Homeowners will spend a further £1.6billion on unsecured loan repayments over the next 12 months
“Some unsecured loans are fixed rate, but many have a variable rate that can increase with interest rate increases.”
It revealed that 7.7million homeowners could be hit by an annual increase in interest payments of over £900 on their unsecured loans, including car loans.
Research by YouGov found that 7.7 million homeowners currently have at least one unsecured loan. Of these, 15% have already seen the interest rate charged on their unsecured loans increase in the past six months, with the average increase being more than £900 a year. Over the next 12 months, that means UK homeowners could spend an additional £1.6billion on interest payments on unsecured loans.

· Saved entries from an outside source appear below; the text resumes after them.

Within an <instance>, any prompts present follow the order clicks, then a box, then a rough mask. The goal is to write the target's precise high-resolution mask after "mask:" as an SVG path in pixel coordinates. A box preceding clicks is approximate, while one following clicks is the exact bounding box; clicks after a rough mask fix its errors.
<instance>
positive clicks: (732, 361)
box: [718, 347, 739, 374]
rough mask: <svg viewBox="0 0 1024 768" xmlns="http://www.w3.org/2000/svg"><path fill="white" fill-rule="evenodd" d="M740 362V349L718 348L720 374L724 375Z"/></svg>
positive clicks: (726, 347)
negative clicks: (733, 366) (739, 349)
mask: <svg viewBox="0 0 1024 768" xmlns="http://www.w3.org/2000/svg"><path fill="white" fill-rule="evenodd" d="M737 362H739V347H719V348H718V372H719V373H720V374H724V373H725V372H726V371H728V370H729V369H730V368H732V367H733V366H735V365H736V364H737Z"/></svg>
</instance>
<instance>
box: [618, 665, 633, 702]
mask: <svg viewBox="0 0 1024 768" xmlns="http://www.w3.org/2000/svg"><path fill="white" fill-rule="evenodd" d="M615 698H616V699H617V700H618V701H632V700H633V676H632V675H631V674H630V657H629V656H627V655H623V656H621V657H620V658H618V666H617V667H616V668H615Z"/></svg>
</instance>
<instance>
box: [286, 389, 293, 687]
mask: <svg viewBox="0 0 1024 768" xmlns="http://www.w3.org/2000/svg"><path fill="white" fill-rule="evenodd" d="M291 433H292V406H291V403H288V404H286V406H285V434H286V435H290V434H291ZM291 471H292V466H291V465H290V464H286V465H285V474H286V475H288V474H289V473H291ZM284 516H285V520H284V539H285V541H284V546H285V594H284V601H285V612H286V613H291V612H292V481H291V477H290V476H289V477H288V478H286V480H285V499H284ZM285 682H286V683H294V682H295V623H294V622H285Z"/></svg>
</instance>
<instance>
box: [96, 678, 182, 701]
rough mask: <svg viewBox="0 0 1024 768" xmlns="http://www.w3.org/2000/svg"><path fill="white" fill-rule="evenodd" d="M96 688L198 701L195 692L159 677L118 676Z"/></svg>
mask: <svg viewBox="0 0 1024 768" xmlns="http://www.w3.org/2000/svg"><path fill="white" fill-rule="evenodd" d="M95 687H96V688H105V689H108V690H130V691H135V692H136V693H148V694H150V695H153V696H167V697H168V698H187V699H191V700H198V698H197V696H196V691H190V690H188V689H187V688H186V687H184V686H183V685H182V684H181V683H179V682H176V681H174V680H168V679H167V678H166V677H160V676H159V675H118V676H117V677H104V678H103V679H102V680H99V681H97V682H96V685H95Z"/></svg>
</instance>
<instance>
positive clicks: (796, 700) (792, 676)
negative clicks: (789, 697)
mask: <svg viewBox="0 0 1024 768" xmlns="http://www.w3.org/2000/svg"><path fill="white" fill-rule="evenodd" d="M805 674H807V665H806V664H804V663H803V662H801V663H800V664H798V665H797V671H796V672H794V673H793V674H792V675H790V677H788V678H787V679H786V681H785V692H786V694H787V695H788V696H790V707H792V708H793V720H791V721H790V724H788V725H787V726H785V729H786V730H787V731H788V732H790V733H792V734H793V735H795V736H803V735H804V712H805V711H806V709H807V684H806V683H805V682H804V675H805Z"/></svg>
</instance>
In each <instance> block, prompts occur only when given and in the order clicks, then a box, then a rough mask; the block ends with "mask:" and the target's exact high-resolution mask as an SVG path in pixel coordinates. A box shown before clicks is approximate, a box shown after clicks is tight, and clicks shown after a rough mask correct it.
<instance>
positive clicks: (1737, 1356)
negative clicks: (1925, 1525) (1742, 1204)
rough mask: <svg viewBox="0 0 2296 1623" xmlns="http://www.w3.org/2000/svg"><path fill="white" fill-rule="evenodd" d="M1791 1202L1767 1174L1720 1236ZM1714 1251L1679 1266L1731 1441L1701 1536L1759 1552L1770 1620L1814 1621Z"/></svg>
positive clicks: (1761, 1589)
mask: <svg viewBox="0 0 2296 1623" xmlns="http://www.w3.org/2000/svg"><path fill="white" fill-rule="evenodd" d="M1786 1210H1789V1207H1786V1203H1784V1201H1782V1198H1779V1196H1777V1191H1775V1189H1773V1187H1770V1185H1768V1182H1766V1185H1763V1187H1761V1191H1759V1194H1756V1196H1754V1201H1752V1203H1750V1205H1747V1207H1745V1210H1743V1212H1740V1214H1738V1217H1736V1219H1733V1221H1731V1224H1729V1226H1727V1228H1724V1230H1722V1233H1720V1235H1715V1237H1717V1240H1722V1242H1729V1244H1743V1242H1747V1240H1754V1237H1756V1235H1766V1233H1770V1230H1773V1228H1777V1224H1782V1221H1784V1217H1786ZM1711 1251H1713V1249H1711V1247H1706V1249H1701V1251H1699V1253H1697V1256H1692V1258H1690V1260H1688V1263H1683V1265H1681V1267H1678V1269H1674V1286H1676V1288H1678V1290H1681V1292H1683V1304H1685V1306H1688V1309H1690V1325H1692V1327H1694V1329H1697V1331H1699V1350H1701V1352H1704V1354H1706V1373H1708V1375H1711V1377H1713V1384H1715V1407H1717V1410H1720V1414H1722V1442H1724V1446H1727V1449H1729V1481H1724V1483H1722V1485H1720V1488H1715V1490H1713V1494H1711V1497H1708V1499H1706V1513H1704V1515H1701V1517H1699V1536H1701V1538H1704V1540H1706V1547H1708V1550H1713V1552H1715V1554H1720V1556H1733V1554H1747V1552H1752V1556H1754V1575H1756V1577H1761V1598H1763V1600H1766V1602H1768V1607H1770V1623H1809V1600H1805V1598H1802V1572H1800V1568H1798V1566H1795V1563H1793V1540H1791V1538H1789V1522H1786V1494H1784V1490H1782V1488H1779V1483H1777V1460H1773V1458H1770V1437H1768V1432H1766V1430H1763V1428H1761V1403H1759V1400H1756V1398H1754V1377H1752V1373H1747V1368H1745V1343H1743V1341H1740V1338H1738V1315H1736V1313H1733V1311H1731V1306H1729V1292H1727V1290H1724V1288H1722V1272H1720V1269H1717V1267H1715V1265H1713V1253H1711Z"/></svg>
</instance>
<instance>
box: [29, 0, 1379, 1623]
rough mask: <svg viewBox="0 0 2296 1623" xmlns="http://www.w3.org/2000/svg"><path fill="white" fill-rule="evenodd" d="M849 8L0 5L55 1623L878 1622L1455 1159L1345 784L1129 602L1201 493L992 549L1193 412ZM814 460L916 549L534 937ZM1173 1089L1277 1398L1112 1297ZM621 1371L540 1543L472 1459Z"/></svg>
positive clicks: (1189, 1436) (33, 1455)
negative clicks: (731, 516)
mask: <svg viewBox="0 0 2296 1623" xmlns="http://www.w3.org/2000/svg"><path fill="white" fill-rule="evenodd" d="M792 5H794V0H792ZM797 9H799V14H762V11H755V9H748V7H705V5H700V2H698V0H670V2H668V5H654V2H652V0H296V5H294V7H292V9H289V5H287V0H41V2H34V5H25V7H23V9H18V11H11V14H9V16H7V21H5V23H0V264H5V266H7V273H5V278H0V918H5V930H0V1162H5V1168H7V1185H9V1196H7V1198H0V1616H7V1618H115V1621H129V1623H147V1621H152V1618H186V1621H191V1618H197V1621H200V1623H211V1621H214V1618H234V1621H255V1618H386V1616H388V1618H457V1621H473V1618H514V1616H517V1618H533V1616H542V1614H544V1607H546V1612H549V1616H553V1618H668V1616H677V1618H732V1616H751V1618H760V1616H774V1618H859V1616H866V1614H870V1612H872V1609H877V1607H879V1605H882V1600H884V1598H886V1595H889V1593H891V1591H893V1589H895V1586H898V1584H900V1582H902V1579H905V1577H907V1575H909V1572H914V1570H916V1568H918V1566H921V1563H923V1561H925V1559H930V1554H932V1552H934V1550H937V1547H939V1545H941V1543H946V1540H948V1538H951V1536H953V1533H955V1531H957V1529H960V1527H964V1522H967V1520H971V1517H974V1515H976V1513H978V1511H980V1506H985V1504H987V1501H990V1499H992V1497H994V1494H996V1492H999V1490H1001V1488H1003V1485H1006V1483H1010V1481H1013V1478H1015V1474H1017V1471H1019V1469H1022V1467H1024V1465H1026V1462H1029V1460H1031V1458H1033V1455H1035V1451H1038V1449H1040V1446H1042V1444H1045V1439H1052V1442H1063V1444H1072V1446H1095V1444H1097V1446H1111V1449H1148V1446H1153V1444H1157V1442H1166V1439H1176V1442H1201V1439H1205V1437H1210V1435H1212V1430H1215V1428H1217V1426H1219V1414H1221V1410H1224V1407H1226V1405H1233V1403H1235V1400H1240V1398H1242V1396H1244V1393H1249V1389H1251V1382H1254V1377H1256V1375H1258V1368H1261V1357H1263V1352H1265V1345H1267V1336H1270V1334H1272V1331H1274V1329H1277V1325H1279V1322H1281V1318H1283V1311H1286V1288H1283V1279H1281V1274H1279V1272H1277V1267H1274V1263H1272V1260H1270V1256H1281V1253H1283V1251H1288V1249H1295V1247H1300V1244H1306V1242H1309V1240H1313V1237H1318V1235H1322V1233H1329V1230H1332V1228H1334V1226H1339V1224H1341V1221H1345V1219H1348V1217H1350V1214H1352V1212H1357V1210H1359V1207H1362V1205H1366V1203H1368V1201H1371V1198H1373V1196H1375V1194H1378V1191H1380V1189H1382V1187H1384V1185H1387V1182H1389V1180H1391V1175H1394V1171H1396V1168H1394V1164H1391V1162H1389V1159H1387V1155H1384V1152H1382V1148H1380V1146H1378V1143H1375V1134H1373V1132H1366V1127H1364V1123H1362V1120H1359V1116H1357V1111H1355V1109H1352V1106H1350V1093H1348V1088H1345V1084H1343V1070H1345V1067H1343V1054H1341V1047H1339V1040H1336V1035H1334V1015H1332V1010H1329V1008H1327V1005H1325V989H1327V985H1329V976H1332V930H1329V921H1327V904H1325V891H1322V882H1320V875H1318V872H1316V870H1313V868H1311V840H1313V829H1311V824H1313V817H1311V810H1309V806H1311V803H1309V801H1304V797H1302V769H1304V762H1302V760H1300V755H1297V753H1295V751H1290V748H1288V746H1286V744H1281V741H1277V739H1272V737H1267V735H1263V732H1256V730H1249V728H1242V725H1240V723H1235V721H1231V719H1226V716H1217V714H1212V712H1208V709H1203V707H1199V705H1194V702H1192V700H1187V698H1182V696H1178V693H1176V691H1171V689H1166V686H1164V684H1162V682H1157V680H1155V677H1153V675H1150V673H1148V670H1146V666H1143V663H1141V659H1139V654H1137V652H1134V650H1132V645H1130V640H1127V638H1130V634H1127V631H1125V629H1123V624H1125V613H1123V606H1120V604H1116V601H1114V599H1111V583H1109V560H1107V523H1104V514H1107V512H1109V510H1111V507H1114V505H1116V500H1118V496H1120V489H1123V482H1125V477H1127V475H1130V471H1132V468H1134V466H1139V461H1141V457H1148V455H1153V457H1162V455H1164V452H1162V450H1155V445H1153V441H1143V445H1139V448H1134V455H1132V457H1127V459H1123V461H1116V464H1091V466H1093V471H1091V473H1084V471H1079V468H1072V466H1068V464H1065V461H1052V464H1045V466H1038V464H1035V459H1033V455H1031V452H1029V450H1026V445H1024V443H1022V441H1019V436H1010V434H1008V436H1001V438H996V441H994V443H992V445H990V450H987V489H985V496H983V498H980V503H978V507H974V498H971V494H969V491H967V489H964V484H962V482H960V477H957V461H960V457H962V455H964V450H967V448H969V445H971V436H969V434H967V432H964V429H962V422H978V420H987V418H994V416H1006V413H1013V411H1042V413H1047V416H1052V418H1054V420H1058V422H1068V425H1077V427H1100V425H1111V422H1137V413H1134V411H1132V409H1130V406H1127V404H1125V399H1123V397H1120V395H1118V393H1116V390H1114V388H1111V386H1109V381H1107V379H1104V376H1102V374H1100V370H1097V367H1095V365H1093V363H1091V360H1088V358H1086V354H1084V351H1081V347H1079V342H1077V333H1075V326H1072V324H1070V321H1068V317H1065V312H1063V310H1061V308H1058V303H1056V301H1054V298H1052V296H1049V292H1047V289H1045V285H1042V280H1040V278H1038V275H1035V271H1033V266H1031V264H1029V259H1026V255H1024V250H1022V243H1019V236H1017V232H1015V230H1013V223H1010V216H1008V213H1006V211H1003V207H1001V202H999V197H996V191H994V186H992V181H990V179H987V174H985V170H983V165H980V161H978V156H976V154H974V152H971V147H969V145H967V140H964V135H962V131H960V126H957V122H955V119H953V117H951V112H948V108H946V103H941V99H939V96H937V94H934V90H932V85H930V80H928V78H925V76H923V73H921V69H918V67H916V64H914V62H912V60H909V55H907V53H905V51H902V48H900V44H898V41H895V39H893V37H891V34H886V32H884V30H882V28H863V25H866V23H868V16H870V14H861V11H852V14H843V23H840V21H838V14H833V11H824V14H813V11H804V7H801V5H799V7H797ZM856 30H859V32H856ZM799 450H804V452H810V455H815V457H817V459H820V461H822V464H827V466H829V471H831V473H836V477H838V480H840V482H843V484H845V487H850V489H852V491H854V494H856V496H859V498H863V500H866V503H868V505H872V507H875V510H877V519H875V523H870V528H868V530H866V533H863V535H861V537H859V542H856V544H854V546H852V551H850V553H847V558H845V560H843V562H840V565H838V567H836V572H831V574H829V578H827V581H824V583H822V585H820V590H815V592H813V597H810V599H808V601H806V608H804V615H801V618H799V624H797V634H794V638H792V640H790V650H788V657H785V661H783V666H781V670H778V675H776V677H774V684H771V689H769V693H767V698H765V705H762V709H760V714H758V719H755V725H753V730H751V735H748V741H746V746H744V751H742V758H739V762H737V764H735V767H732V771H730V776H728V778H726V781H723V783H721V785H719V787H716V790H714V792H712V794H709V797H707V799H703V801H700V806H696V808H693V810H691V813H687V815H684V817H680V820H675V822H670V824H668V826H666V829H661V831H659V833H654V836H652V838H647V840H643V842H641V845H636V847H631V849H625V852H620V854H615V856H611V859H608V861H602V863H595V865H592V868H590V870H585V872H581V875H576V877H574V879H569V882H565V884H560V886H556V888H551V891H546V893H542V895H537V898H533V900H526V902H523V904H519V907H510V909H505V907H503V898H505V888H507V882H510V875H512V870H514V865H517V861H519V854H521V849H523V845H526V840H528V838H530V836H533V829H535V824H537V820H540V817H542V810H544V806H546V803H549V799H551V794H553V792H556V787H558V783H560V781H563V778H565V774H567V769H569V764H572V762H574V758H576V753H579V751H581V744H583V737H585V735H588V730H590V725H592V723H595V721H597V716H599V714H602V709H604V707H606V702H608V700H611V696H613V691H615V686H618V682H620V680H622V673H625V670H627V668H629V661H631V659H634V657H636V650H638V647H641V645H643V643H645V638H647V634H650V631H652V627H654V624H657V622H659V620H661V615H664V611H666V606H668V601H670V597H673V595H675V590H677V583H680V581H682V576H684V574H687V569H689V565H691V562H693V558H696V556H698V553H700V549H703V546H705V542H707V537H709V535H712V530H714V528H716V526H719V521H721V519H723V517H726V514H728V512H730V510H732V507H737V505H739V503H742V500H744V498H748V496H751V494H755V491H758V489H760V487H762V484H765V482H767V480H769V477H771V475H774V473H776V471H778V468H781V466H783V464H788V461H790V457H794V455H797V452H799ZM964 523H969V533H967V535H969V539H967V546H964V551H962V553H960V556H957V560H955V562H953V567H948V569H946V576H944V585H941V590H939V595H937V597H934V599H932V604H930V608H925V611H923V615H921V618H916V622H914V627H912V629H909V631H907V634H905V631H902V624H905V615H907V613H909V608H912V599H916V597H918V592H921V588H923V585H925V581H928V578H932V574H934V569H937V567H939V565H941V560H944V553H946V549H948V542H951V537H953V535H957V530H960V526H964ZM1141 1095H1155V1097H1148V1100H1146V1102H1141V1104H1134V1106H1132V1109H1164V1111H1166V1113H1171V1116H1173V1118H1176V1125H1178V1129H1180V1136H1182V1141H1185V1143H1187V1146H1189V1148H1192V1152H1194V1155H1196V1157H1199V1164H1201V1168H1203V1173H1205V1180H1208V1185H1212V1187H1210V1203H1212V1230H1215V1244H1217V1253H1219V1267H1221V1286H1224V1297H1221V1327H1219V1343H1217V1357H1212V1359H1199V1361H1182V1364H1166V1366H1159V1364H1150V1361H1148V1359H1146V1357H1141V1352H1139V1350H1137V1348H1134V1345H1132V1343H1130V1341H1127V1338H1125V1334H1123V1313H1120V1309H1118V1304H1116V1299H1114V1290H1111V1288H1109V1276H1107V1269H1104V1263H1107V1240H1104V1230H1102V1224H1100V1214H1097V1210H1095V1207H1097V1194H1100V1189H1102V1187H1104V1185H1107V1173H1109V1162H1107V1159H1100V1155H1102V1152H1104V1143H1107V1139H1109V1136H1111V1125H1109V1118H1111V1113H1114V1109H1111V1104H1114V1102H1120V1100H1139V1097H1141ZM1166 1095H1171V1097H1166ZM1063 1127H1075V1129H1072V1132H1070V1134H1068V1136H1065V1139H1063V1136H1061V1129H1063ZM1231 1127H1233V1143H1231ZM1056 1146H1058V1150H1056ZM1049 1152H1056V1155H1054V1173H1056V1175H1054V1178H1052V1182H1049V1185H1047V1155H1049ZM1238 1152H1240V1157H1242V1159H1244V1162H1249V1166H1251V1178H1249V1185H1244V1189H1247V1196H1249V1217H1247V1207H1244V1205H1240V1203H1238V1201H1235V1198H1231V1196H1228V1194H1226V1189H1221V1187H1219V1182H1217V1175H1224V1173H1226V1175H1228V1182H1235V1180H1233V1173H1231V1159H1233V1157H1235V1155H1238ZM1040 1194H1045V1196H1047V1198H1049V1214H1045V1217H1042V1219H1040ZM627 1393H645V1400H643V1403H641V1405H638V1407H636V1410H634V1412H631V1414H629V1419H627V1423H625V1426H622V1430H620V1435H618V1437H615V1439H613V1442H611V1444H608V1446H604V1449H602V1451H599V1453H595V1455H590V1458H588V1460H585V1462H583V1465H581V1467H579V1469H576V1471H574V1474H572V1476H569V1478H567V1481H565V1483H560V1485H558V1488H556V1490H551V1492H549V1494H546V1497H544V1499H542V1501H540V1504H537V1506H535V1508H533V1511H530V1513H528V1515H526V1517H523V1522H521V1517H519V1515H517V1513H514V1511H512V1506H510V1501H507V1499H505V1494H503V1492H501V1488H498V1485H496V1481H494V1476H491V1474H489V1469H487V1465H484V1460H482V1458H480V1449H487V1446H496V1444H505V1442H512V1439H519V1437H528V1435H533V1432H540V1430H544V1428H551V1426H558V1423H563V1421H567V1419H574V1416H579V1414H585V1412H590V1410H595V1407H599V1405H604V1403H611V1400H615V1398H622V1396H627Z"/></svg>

Paula John, Independent Mortgage Specialist, said: “The skyrocketing cost of living is putting a strain on everyone’s finances as the price of basic necessities like food and fuel continues to rise. The situation is exacerbated because rising interest rates mean that the cost of borrowing has also increased. So customers with outstanding credit, such as unsecured loans, could also see their payments increase. Some unsecured loans are fixed rate, but many have a variable rate that can increase as interest rates rise. And that means the cost of paying interest is also rising, putting further pressure on their finances.
Laurence Morey, CEO of Pepper Money, said: “We know that the monthly commitment to repay short-term debt such as personal loans can put additional pressure on family finances if the cost of servicing these loans increases. In these circumstances, consolidating these debts by refinancing on a homeowner’s loan at a lower rate could potentially give families better control of their finances, allowing them to repay this credit in the longer term.
“Debt consolidation may not be the right solution for everyone, but many families could benefit from a proactive approach to managing their monthly interest payment expenses. Analysis of our own loans at Pepper Money shows that debt consolidation loans are given to normal people with above average incomes who are simply looking to restructure their finances.Often these people have accumulated large balances over a long period of time and consolidation of debt gives them the opportunity to better control their monthly interest payments.